Having cast a palpable cloud of gloom on this industry, it is important to note that mutual funds do offer some advantages and have their role for specific purposes. For example, if an investor feels that he or she ought to have an investment in foreign stocks but is unable to follow individual foreign securities, then an international mutual fund might make sense for a portion of his money. Likewise, if an investor is looking to place a portion of his money in so-called “emerging growth stocks,” mutual funds offer a way to obtain a diversified list of these stocks without spending inordinate time and effort analyzing small companies. Such analysis is demanding work, even for professionals.
In addition to the international and emerging growth funds, there are other “special situation” funds which help achieve specific investment objectives. For example, some mutual fund families offer special industry funds for those who want to have a certain percentage of their money in, say, energy stocks, but cannot find the right stocks. If such an investor does not have enough money to be diversified, then an energy mutual fund might make sense. But, again, it is usually wiser to buy the Atlantic Richfield’s and the Exxon’s of this world than a widely diversified energy fund, particularly when investing for the long run.
There is still another important reason to own mutual funds. For the very small investor who wants to dollar average into the market with a small amount of money, funds offer a very convenient way of periodically investing less capital into the market on a dollar-averaging basis.

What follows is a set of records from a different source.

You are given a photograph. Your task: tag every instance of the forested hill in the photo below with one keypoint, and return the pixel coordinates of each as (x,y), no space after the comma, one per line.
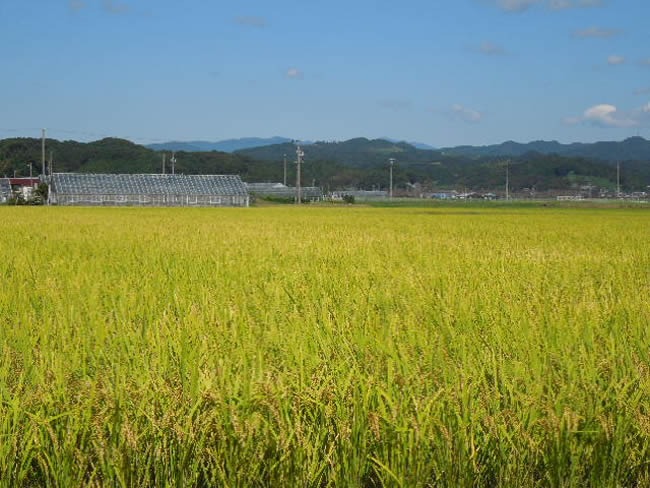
(120,156)
(359,152)
(359,163)
(631,149)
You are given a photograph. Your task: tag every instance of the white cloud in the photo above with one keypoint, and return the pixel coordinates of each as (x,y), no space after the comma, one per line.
(395,105)
(595,32)
(294,74)
(491,49)
(251,21)
(77,5)
(114,7)
(521,5)
(614,60)
(466,114)
(604,115)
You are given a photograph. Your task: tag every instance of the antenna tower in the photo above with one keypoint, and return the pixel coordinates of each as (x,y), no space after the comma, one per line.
(390,191)
(299,155)
(285,171)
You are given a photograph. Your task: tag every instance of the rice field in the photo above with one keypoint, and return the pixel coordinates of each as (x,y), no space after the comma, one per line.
(324,347)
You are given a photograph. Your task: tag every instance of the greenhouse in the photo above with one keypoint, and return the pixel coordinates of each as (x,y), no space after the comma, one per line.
(5,190)
(153,190)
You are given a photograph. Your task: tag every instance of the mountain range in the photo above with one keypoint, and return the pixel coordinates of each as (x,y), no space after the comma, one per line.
(231,145)
(227,145)
(631,149)
(356,163)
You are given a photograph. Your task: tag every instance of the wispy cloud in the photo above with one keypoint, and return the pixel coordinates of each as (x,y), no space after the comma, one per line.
(595,32)
(490,49)
(294,74)
(465,114)
(395,105)
(606,116)
(115,7)
(251,21)
(77,5)
(522,5)
(615,60)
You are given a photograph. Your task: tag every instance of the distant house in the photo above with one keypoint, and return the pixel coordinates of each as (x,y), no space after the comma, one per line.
(151,190)
(5,190)
(280,190)
(360,194)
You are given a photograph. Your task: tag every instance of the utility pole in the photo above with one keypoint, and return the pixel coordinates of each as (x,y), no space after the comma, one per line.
(43,172)
(390,187)
(299,155)
(284,181)
(507,180)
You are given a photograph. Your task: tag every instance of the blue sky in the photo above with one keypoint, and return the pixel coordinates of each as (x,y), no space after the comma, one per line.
(443,72)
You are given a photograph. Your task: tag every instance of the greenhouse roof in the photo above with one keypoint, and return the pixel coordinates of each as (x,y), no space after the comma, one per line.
(147,184)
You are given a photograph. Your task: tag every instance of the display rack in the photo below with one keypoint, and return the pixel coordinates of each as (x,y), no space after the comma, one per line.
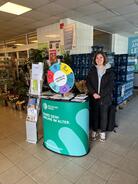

In the final analysis, however, the argument for and against buying into mutual funds betrays a deeper confusion among investors, many of whom categorically refuse to trust themselves, believing instead that the big fund managers are omniscient. In fact, fund results should lead one to the opposite conclusion. Fund managers are human beings and are subject to the same mistakes as others in the investment of money. It is my observation that people, generally, do not trust their own instincts or their ability to choose individual stocks themselves; if they did, they would be much better off. It is always easier to hand off or to defer to someone who is perceived to have more experience. But, like anything else, the more time one devotes to studying the market, the better he will perform—always. This is as true in the investment world as it is in any business. One should not assume that the manager of a mutual fund is a variation of a genius.